Vielleicht hat Sony auch nur mehr produziert um ein mögliches "Desaster" wie beim Start der PS4 zu vermeiden!
Das die Konsole sich nicht so extrem verkauft wie bei einem richtigen Konsolenwechsel dürfte auch den Sony Leuten klar sein. Außerdem kommt ja jetzt noch das Weihnachtsgeschäft hinzu welches ja erst noch den höhepunkt vor sich hat.
Und ich hab es anderswo schon mal geschrieben...der Vergleich mit dem NES Classic ist einfach nur unangebracht und, sorry, dämlich!
Das die Pro die PS4 ablöst, so wie viele es sehen bzw. herbeischwören, war doch nie die Absicht von Sony! Sie wurde immer als parallel Lösung beworben für Leute die das etwas Mehr an Leistung haben möchten!
Onekles schrieb am
1. Nintendo hat mit dem ganzen Kram nix zu tun.
2. Abwarten. Sowohl bei Spielen für die Pro als auch bei Zelda. Es würde aber etwaige Nachteile bei der Pro nicht besser machen, wenn bei Nintendo etwas Ähnliches eintritt. Umgekehrt genauso wenig. Ein Vergleich ist deshalb vollkommen sinnbefreit.
Leon-x schrieb am
Alle 2-3 Jahre wird auch nicht automatisch eine neue Konsole kommen denke ich.
Aussage war wenn es eben technische Sprünge gibt die wirklich neue Hardware erfordern.
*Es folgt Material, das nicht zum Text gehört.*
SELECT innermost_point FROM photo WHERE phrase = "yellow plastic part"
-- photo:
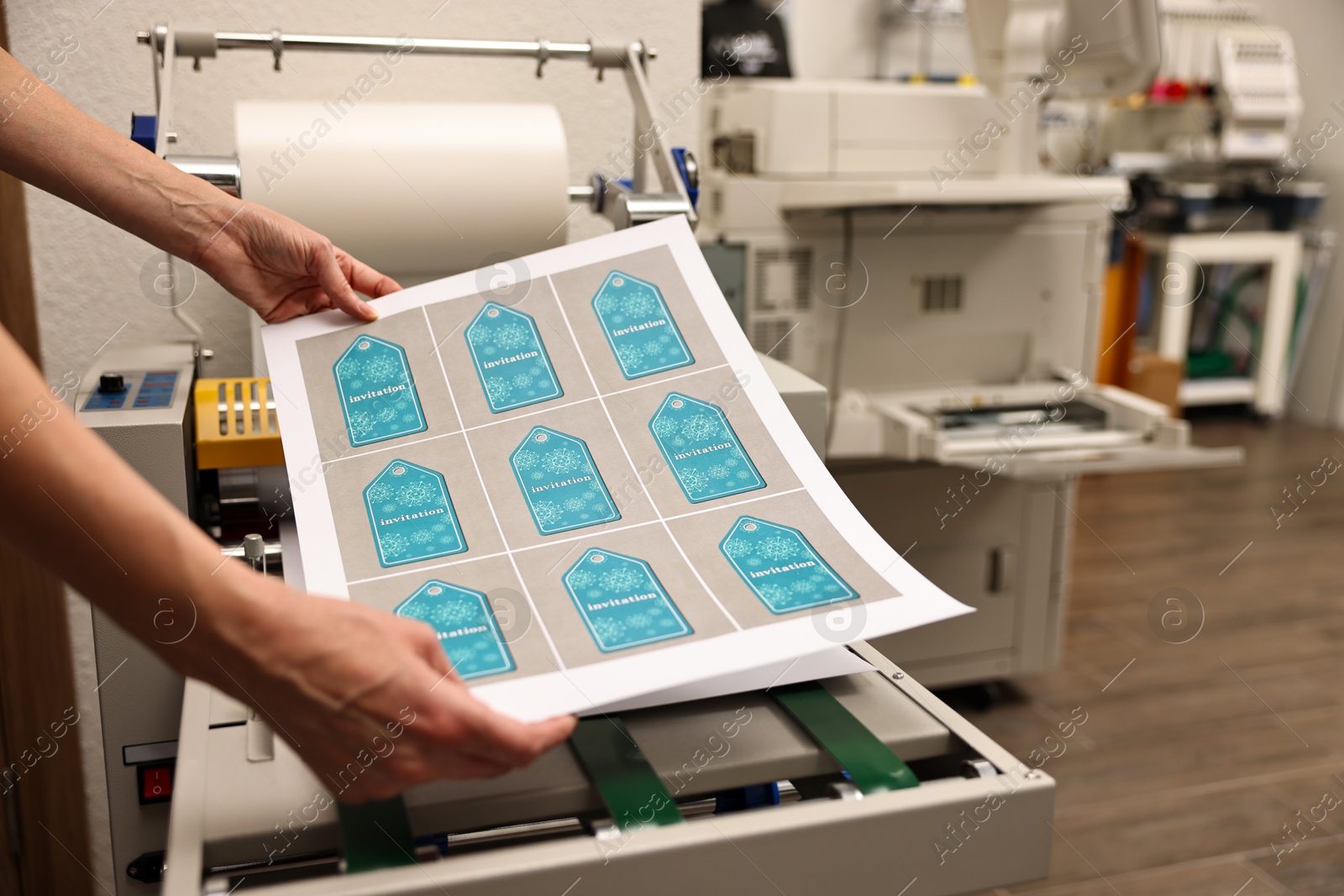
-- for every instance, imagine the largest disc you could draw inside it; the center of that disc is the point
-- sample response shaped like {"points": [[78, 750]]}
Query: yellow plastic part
{"points": [[235, 423]]}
Wie es eben für Auflösungen über Full HD und HDR nötig ist. Auch um VR besser zu verarbeiten.
Nur wenn paar Faktoren zusammen kommen wird man die nächste Upgradekonsole bringen.
Kann auch mal wieder 4-5 Jahre werden.
Je nachdem wo sich die Konkurrenz positioniert.
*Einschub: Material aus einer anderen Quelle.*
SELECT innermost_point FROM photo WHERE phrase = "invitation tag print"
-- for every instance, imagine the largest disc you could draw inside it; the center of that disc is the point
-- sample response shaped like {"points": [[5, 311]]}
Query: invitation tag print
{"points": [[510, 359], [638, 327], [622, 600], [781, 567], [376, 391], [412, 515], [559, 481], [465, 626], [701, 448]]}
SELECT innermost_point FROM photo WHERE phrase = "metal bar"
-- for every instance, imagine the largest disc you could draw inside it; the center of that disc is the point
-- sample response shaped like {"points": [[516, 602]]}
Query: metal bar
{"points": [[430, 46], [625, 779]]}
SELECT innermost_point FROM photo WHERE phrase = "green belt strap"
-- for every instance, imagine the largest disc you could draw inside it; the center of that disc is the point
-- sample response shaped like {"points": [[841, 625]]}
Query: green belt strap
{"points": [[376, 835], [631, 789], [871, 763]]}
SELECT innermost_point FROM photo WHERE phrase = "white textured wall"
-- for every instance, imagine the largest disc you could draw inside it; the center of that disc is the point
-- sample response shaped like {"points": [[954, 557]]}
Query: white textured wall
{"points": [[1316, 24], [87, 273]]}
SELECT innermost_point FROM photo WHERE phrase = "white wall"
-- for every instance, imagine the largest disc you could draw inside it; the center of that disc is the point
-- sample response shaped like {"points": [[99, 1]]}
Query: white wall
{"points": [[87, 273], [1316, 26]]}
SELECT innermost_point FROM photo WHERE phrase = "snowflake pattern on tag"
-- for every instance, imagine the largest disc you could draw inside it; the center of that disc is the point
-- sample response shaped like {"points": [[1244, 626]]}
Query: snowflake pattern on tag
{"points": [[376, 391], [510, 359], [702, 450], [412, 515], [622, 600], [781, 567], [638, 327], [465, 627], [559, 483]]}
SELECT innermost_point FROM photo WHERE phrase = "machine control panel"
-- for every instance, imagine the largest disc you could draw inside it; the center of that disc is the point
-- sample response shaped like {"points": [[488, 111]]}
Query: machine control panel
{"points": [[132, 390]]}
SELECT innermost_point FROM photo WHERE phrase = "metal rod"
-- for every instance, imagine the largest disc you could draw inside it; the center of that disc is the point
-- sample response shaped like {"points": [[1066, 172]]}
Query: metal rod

Sony ist halt im Moment immer noch verstärkt im Grafikwettrüsten drin. Mit dem einen Auge schielt man auf die Konsolenkonkurrenz um da erst mal weiter vorraus zu sein und mit dem Anderen Richtung PC wo man den Abstand nicht groß werden lassen möchte.
So scheinen auch viele Entwickler ihre Games auszulegen. Optische Brillianz aber ewas kauf Kosten flüssigen Gameplay. Dann kommen die optisch hübschen Konsolengames aber dann halt nur mut 30fps.
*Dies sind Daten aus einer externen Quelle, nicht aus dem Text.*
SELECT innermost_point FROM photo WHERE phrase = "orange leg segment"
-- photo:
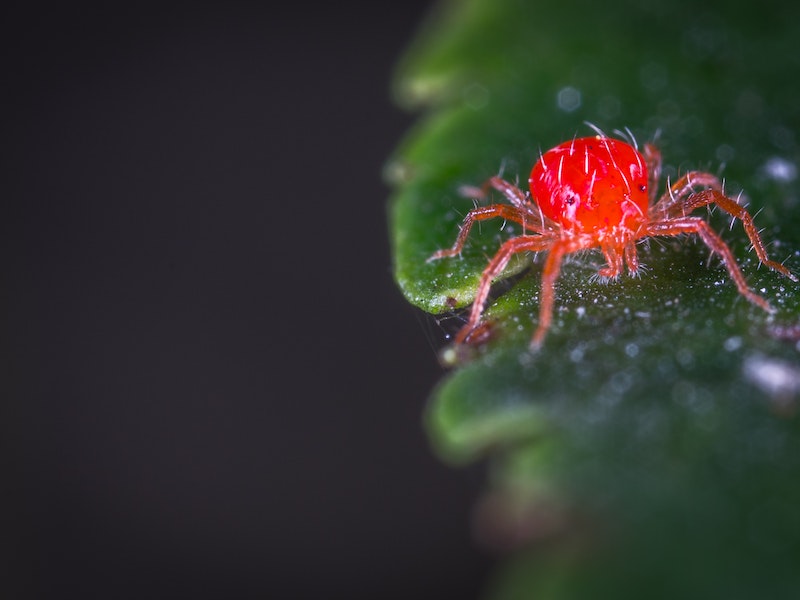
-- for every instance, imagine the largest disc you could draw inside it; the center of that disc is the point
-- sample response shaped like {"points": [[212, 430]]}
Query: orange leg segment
{"points": [[503, 211], [524, 243], [738, 212], [716, 244]]}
Die Pro ist halt auch mehrauf GPU Leistung aus als angepasste CPU Power wo es oft wieder nicht reicht alles zu vereinen.
Trotzdem hat man das Ziel etwas den Abstand zur technischen Sperrspitze zu verringern geschafft. Auch wenn es nur Sub 4K ist.
Deswegen wird es interessant wie ausgewogen Scorpio im Aufbau ist.
Könnte aber bei der Pro dazu führen dass die Top-Titel weiterhin auf 30 Bilder setzen um da gegen zu halten.
Wenn man die exklusiven Titel von Sony zocken will hat man eh nur die Wahl zwischen zwei Hardware-Stufen.
Aber denke dass ein oder andere Game wird es je nach Entwickler trotzdem geben das mehr auf hübschen Artstyle statt Auflösung setzt und dafür flüssigeres Gameplay.
Chibiterasu schrieb am
Ich bin mir da nicht so sicher. Das Ding musste ja auch entwickelt werden (Kosten), dann müssen jetzt zwei verschiedene Geräte beworben werden, der Service muss zwei verschiedene Geräte handeln und die Anpassungen an zwei Geräte mag einfach sein, erfordert aber dennoch Mehraufwand usw.
Und die Erfahrungsberichte von Umsteigern sind jetzt nicht nur positiv.
Ich bin gespannt, ob man die Kunden langfristig an solche Umstiege/Upgrades gewöhnen kann, dass sich das für Sony finanziell auszahlt. Das Ganze ist halt doch was anderes als eine leicht verbesserte Revision (die es ja schon lange gibt).